Appellants raise an additional issue on appeal. The Flamings contend the district court erred in refusing to determine whether Plaintiffs were invitees or licensees under Colo.Rev.Stat. § 13-21-115(5). See Colo.Rev.Stat. § 13-21-115(4) (“In any action to which this section applies, the judge shall determine whether the plaintiff is a trespasser, a licensee, or an invitee ----”). The district court was not required to consider this issue in light of its ruling that the Act did not apply. This issue remains to be resolved on remand and therefore this Court will not address it.
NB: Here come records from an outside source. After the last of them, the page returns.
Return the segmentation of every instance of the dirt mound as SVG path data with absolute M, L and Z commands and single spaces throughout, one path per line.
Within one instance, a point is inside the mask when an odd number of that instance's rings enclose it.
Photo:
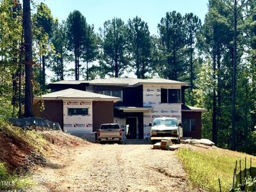
M 42 127 L 27 130 L 8 126 L 0 129 L 0 163 L 4 163 L 10 173 L 24 173 L 34 164 L 44 166 L 44 154 L 66 148 L 90 145 L 81 138 Z M 33 131 L 32 135 L 32 130 Z
M 4 162 L 10 172 L 17 173 L 28 170 L 34 164 L 43 164 L 45 159 L 34 152 L 28 142 L 0 131 L 0 161 Z
M 92 143 L 80 138 L 63 132 L 61 131 L 48 130 L 42 131 L 41 134 L 49 142 L 59 146 L 74 147 Z

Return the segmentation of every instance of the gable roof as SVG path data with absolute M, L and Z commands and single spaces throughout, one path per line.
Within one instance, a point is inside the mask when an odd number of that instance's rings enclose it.
M 142 79 L 128 77 L 111 77 L 108 79 L 96 79 L 89 81 L 89 84 L 114 85 L 114 86 L 135 86 L 143 84 L 187 84 L 184 82 L 169 80 L 163 78 L 152 78 Z
M 92 92 L 69 88 L 59 92 L 35 97 L 35 100 L 113 100 L 114 102 L 120 100 L 120 98 Z

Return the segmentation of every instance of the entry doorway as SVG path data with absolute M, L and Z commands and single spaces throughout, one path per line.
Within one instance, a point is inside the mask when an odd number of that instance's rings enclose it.
M 136 139 L 137 138 L 137 118 L 127 117 L 126 118 L 126 138 Z

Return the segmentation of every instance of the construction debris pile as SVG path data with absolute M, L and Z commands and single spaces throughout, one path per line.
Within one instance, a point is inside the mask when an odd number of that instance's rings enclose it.
M 180 145 L 174 145 L 171 140 L 163 140 L 161 142 L 153 145 L 152 149 L 162 149 L 174 150 L 179 147 Z
M 207 139 L 201 139 L 201 140 L 185 140 L 182 141 L 184 144 L 190 144 L 194 146 L 201 147 L 203 148 L 210 147 L 214 145 L 214 143 Z M 204 147 L 203 146 L 205 146 Z M 161 142 L 156 143 L 153 145 L 152 149 L 161 149 L 161 150 L 174 150 L 179 148 L 181 147 L 180 144 L 174 144 L 174 143 L 171 140 L 162 140 Z

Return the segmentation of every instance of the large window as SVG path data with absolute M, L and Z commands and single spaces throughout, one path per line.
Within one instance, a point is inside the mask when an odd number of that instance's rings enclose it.
M 196 120 L 193 118 L 184 118 L 182 125 L 183 131 L 191 132 L 196 130 Z
M 107 95 L 113 97 L 120 97 L 122 99 L 122 90 L 98 90 L 97 92 L 98 93 Z
M 181 93 L 179 89 L 161 89 L 161 103 L 179 103 L 181 102 Z
M 87 115 L 88 108 L 68 108 L 69 116 L 71 115 Z

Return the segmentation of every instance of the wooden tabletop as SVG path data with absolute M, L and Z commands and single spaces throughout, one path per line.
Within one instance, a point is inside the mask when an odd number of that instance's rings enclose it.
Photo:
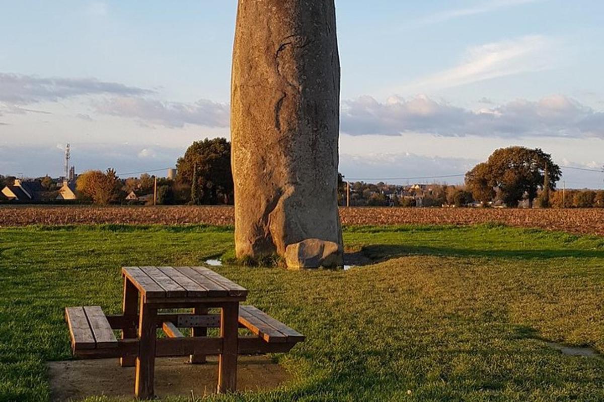
M 248 295 L 247 289 L 204 266 L 124 266 L 121 272 L 148 299 Z

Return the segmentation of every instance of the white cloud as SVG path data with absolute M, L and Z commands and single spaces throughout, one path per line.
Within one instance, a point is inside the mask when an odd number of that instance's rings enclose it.
M 370 96 L 345 102 L 342 131 L 351 135 L 396 136 L 419 132 L 482 137 L 596 137 L 604 139 L 604 112 L 562 95 L 537 101 L 518 99 L 471 110 L 426 96 Z
M 439 22 L 445 22 L 456 18 L 486 13 L 492 13 L 501 8 L 535 3 L 544 0 L 492 0 L 475 4 L 472 7 L 448 10 L 427 16 L 407 24 L 411 27 L 421 27 Z
M 121 96 L 149 95 L 153 92 L 129 87 L 117 83 L 104 82 L 94 78 L 39 77 L 0 73 L 0 102 L 11 108 L 13 113 L 31 110 L 19 105 L 59 100 L 83 95 L 112 94 Z
M 155 158 L 156 156 L 157 156 L 157 154 L 150 148 L 144 148 L 138 152 L 138 157 L 141 159 Z
M 429 157 L 410 152 L 373 152 L 340 155 L 339 171 L 346 180 L 398 184 L 432 182 L 457 183 L 479 161 L 464 158 Z M 428 178 L 428 176 L 439 176 Z M 445 177 L 446 176 L 446 177 Z
M 397 89 L 414 93 L 553 68 L 554 42 L 541 35 L 469 48 L 458 66 L 416 80 Z
M 143 124 L 167 127 L 182 127 L 185 124 L 207 127 L 229 125 L 228 105 L 207 99 L 190 104 L 121 96 L 95 102 L 94 105 L 99 113 L 137 119 Z

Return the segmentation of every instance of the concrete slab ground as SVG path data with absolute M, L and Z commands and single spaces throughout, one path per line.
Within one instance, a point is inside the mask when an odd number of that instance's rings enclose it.
M 185 363 L 184 357 L 155 361 L 155 394 L 163 398 L 196 398 L 214 394 L 218 381 L 218 359 L 209 357 L 201 365 Z M 237 388 L 240 391 L 275 388 L 290 378 L 286 371 L 266 356 L 240 356 Z M 53 400 L 69 402 L 93 395 L 132 400 L 134 368 L 121 368 L 117 359 L 68 360 L 48 363 Z

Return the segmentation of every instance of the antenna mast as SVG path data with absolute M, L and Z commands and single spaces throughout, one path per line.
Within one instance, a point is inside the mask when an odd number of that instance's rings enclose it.
M 65 147 L 65 180 L 69 180 L 69 159 L 71 157 L 69 152 L 69 145 L 67 144 Z

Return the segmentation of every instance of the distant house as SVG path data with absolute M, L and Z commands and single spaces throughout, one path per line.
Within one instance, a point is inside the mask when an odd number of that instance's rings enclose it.
M 138 196 L 137 193 L 134 192 L 134 190 L 130 191 L 127 195 L 126 196 L 126 201 L 138 201 Z
M 43 189 L 39 181 L 24 181 L 21 179 L 14 179 L 14 184 L 7 186 L 2 190 L 9 201 L 40 201 Z
M 57 199 L 77 199 L 77 192 L 76 190 L 76 183 L 67 180 L 63 181 L 63 186 L 59 190 Z
M 130 191 L 127 195 L 126 196 L 126 201 L 132 201 L 132 202 L 141 202 L 146 203 L 148 201 L 153 199 L 153 194 L 145 194 L 144 195 L 137 195 L 134 190 Z

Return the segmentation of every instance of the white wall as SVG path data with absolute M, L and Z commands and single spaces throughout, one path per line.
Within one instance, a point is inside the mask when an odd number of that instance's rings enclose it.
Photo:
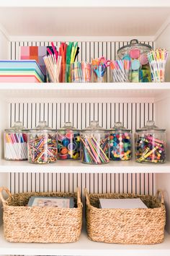
M 170 24 L 156 40 L 156 48 L 166 48 L 169 52 L 166 69 L 166 81 L 170 81 Z

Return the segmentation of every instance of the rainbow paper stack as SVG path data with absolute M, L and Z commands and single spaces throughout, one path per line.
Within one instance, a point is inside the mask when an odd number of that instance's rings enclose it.
M 35 60 L 0 61 L 0 82 L 43 82 L 44 80 Z

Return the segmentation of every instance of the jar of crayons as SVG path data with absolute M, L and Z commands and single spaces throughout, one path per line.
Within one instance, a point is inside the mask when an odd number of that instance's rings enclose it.
M 57 160 L 56 131 L 45 121 L 28 133 L 28 161 L 32 163 L 54 163 Z
M 117 58 L 123 61 L 122 67 L 125 74 L 129 73 L 128 79 L 130 82 L 151 82 L 151 69 L 147 57 L 148 53 L 151 49 L 151 46 L 140 43 L 138 40 L 133 39 L 130 40 L 129 44 L 121 47 L 117 51 Z M 119 64 L 117 67 L 119 70 L 122 69 L 122 67 Z M 117 68 L 115 69 L 116 70 Z M 121 73 L 122 73 L 122 70 Z M 115 76 L 115 74 L 114 75 Z M 116 79 L 118 80 L 117 77 Z
M 21 121 L 4 132 L 4 158 L 9 161 L 27 160 L 27 129 Z
M 102 164 L 109 161 L 109 132 L 91 121 L 90 126 L 81 133 L 81 162 Z
M 116 122 L 110 130 L 110 160 L 127 161 L 132 158 L 132 132 Z
M 58 159 L 79 160 L 80 158 L 80 131 L 72 127 L 71 122 L 65 123 L 58 130 Z
M 136 130 L 135 159 L 138 163 L 163 163 L 166 161 L 166 130 L 159 129 L 153 121 Z

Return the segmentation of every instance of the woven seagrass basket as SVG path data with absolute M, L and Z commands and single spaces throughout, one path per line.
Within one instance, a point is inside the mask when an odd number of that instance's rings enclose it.
M 85 195 L 86 229 L 90 239 L 126 244 L 153 244 L 163 242 L 166 210 L 161 190 L 158 190 L 156 197 L 133 194 L 89 194 L 86 189 Z M 138 197 L 148 208 L 99 208 L 99 198 Z
M 8 194 L 4 200 L 2 191 Z M 73 197 L 73 208 L 27 206 L 31 196 Z M 14 242 L 68 243 L 79 240 L 82 226 L 82 203 L 76 193 L 31 192 L 11 195 L 0 188 L 4 208 L 4 231 Z

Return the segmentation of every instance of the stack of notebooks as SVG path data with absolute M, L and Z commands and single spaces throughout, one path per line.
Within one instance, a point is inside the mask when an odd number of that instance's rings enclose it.
M 43 82 L 43 74 L 35 60 L 0 61 L 0 82 Z

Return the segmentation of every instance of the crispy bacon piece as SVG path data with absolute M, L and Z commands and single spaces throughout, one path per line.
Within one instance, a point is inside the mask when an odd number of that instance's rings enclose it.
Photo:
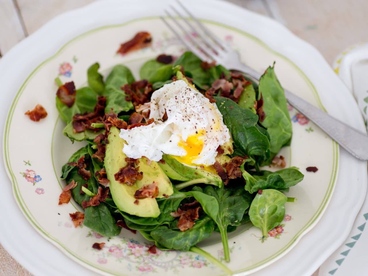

Finally, Appellant’s assert that the district court erred in failing to grant their motion to reconsider. In light of the determination that the district court erred in granting summary judgment to the Defendants, this issue is MOOT.
Conclusion
The district court erred in concluding that the facts presented by Plaintiffs were insufficient to establish that Defendants were landowners under the Colorado premises liability statute. We therefore REVERSE and REMAND the grant of summary judgment to the Defendants.
This order and judgment is not binding precedent, except under the doctrines of law of the case, res judicata, and collateral estoppel. The court generally disfavors the citation of orders and judgments; nevertheless, an order and judgment may be cited under the terms and conditions of 10th Cir. R. 36.3.
. In their motion for summary judgment defendants relied upon the exculpatory clause in the eleventh provision of the lease as a basis for avoiding liability. The district court did not directly rely on the exculpatory provision in the lease in ruling in defendants’ favor, although the court noted the existence of the provision. The district court never considered whether this exculpatory clause was void as against public policy. See Stanley v. Creighton Co., 911 P.2d 705 (Colo.App.1996).
. This general principle of common law is true under Colo.Rev.Stat. § 13-21-115.
. There are additional exceptions to the general provision of non-liability; however, Plaintiffs do not allege that the glass in the enclosure was broken when they took possession or that Defendants were negligent in making repairs. See Perez, 962 P.2d at 998 (outlining exceptions to the common law and opining that the exceptions are still effective following enactment of Colo.Rev.Stat. § 13-31-115).
. The Court finds no basis in the summary judgment papers from which a jury could find the existence of an implied contract by Apollo to repair the Flamings’ apartment, but this is immaterial to our conclusion that a jury could find a sufficient degree of control exercised by Apollo so as to constitute it a landowner.
. Defendants contend that the Colorado Court of Appeals’ decision in Perez v. Grovert, compels the conclusion that Apollo did not retain control over plaintiffs’ apartment. See 962 P.2d 996 (Colo.Ct.App.1998). In Perez, a customer was injured on leased property when she fell into a heating vent. The injured customer sued the tenant and the landlord, arguing that the landlord was jointly responsible for the safety of the premises. The court concluded that the landlord was not responsible because, under the terms of its commercial lease, it retained no control over the premises. Perez differs from this case, however, in two crucial respects. First, the landlord reserved the right to enter the premises for purposes of inspection, not repair. Second, unlike the instant case, there was no evidence in Perez that the lessor created a system for making repairs, or actually made repairs, or retained any right to make repairs.